Es ist kein Lied nur für Friedhöfe oder Gefängnisse. Es ist
ein Lied für die Mitte des Lebens. Ich muss an die manchmal
eskalierenden Debatten der letzten Monate denken. Deutschland verändert sich dramatisch. Manche mögliche Zukunftsszenarien können mich ängstigen, ich gebe es zu. Ich höre
das auch von anderen. Leute schreiben mir und prophezeien
die Herrschaft des Islam inklusive Scharia-Gesetzgebung in
Deutschland. Die Konsequenzen aus dieser Sicht sind sehr verschieden. Sie reichen von „Grenzen dicht machen“ bis „Trotzdem willkommen heißen und Gottes Liebe zeigen“. Dann versuche ich, die Informationen und Zukunftsperspektiven rational durchzuspielen, um einer diffusen Angst gute Argumente
entgegensetzen zu können. Bei allen Schwachstellen habe ich
eine recht hohe Meinung vom deutschen Rechtsstaat. Das hilft
oft schon. Und dann? Ist das alles? Nüchtern betrachtet muss
ich eingestehen, dass niemand wirklich weiß, was langfristig
kommt. Genauso wenig weiß ich, wie meine ganz persönliche
Zukunft aussieht. Morgen schon kann mein Leben aus den
Angeln gehoben werden. Ein „wird schon“ hilft da nicht weiter.

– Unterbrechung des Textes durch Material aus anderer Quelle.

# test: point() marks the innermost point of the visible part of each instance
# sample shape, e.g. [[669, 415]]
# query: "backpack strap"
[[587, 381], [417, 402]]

Dieses Lied dagegen hilft weiter. Ich singe es in die Angst
hinein. Ich sage: „Jesus, ich bin und bleibe in deiner zuverlässigen Hand!“ Die Situation bleibt dann von außen
betrachtet, wie sie ist. Aber ich verändere mich. Ich werde­
still. Gottes Friede kommt – er überragt alle logischen
­Argumente. Mit einem befreiten Herzen kann ich leben!

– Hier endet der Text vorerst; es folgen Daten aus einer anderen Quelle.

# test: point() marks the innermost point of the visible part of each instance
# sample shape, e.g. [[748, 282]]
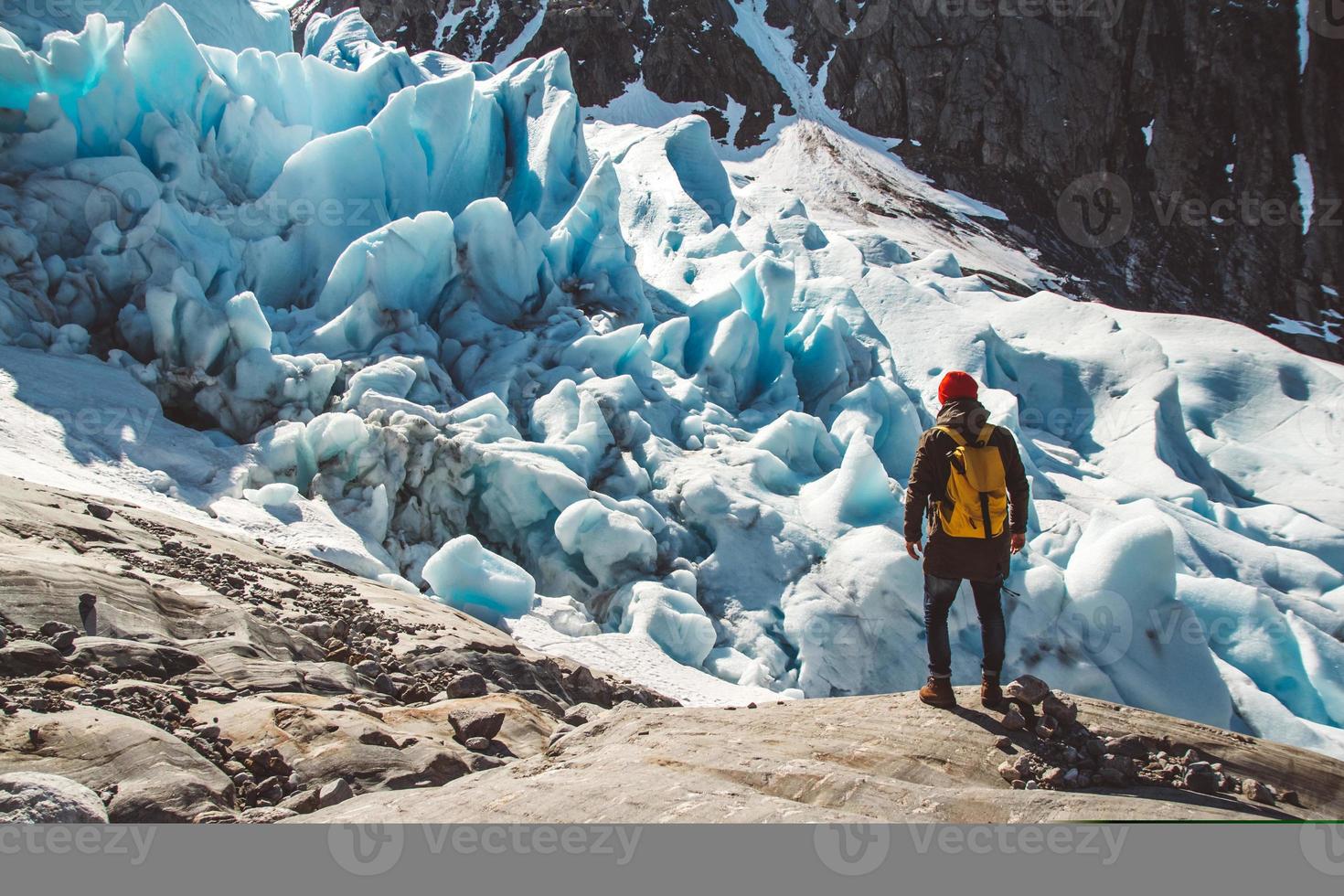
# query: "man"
[[969, 478]]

Manche meinen, sie müssten den Weg genau kennen, der
vor ihnen liegt, um zuversichtlich leben zu können. Glaube
aber ist verwegen, auch wenn er den Weg nicht kennt. Denn
Gott weiß ihn. Im Blick auf unseren Weg verlasse ich mich auf
Psalm 1,6: „Der Herr kennt den Weg der Gerechten, aber der
Gottlosen Weg vergeht.“ Und ich bete: „Zeige mir, Herr, den
Weg deiner Gebote, dass ich sie bewahre bis ans Ende.“ Das
sind gute Wege, Gottes Wege.
Das zitierte Lied ist übrigens eines von über 30 in einem
Projekt der Stiftung Christliche Medien unter dem Titel „Das
Liederschatzprojekt“, mit dem das Singen alter, bewährter Gemeindelieder wieder neu in den Blickpunkt der Gemeinde gerückt werden soll (Infos: www.Das-Liederschatzprojekt.de).